Limawaktu.id - Sikap acuh tak acuh yang ditunjukan pihak PT Nisshinbo Indonesia berakhir dengan diberikannya sanksi sosial terhadap para karyawan dan direksinya, Rabu (19/9/2018).

Pada Sabtu (15/9/2018), pihak Satuan Tugas (Satgas) Sektor 21 Citarum Harum 'menciduk' pihak PT Nisshinbo Indonesia yang membuang Limbah lumpur ke area Sungai Cisangkan, tepatnya di aliran Sungai Sungai Cijorotolot Kp. Cibogo RT 04/06 Kelurahan Leuwigajah, Kecamatan Cimahi Selatan, Kota Cimahi.

Baca Juga : Pangdam Siliwangi berharap Citarum Bersih dalam Dua Tahun

Atas aksi nakalnya tersebut, sekitar 150 karyawan PT Nisimbo diberikan sanksi untuk membersihkan aliran Sungai Cisangkan bersama anggota Satgas Sektor 21 Citarum Harum.

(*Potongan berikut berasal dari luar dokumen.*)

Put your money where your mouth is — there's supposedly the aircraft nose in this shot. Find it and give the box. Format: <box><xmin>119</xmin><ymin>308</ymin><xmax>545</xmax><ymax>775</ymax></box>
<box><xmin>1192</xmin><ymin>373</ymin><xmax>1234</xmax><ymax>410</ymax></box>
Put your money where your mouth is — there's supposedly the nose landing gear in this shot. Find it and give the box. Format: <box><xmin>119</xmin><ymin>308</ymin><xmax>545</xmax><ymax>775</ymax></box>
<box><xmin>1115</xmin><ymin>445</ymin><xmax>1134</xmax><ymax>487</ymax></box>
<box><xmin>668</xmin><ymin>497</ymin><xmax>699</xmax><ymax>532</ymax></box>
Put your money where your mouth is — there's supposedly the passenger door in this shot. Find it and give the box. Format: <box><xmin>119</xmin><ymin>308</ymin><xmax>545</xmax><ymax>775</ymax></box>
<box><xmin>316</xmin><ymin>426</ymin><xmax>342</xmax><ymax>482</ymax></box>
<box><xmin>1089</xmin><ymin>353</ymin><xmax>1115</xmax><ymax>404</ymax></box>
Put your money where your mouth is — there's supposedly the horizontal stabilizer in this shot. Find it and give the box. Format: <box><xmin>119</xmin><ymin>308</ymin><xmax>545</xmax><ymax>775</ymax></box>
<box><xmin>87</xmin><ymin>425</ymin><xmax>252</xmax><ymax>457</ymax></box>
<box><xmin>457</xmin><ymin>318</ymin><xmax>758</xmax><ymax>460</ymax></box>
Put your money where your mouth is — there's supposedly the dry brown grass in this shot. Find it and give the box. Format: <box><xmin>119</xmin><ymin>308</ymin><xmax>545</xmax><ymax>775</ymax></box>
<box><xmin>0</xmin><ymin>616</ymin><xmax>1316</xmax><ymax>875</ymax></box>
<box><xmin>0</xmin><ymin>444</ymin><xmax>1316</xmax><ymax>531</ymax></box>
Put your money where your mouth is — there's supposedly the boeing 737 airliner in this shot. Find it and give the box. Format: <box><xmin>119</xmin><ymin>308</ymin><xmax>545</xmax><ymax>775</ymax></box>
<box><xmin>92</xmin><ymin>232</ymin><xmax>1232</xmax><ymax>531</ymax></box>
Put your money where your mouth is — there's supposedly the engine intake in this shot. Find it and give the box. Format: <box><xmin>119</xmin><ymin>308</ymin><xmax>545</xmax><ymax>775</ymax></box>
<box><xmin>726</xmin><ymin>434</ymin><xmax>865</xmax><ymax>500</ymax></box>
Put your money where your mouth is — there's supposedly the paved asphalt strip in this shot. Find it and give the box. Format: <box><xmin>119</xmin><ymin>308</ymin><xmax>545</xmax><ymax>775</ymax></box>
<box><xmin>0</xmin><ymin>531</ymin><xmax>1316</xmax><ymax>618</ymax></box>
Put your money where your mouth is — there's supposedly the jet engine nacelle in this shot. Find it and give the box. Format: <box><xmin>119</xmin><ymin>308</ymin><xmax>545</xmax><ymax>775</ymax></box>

Berdasarkan pantauan di lokasi, para karyawan, Direksi PT Nisshinbo Indonesia memulainya dengan menggelar apel. Mereka diberikan pengarahan oleh Dansektor 21 Citarum Harum Kolonel Inf Yusep Sudrajat.

Baca Juga : 'Ngeyel', Dansektor 21 Citarum Harum 'Cor' PT Tri Gunawan di Cimahi

Disela-sela pelaksanaan pembersihan sungai, Yusep Sudrajat mengatakan, semua pabrik yang sudah didatangi pihaknya, termasuk PT Nisshinbo Indonesia selalu 'main kucing-kucingan' dalam membuang limbah tanpa melalui proses penyaringan.

"PT Nisshinbo ini udah berapa kali saya datangi, udah saya ingatkan kemarin. Sabtu (15/9) mereka kedapatan buang limbah lumpur langsung ke sungai," kata Yusef.

Semestinya, kata dia, limbah padat seperti lumpur ini sangat dilarang dibuang ke sungai. Sebab, limbah B3 tersebut memerlukan pengelolaan khusus.

Atas prilaku nakalnya itu, Satgas Sektor 21 Citarum Harum memberikan sanksi sosial terhadap direksi dan karyawan.

"Saya berpikir sanksi sosialnya semua pekerjanya harus bertanggung jawab bersihkan kotoran, sampah semua dibereskan," tegasnya.

Sejauh ini, lanjut Yusef, memang baru PT Nisshinbo Indonesia yang diberikan sanksi seperti ini. Tapi, kata dia, sanksi ini menjadi peringatan bagi pabrik lainnya agar tidak melakukan hal serupa.

Selama Satgas bertugas, ada sekitar 40 pabrik di wilayah Kota Cimahi dan Kabupaten Bandung yang di berikan peringatan.

"Mudah-mudahan ini menjadi peringatan perusahaan lain," tandasnya.

Di tempat sama, Direktur Utama PT Nisshinbo Indonesia Taka Morisa yang diwakili Direktur Operasional, Kristin menyangkal jika pihaknya membuang limbah padat ke sungai.

Menurut mereka, adanya limbah lumpur yang keluar dari pabrik yang bergerak dibidang tekstil tersebut dikarenakan adanya kerusakan alat.

"Kami tidak membuang limbah lumpur. Tidak sengaja membuang. Itu benar-benar kerusakan alat di luar kemampaun kami," ujarnya.

Sekarang, klaim PT Nisshinbo, pihaknya sudah memperbaiki kerusakan tersebut dan menggantinya dengan alat baru.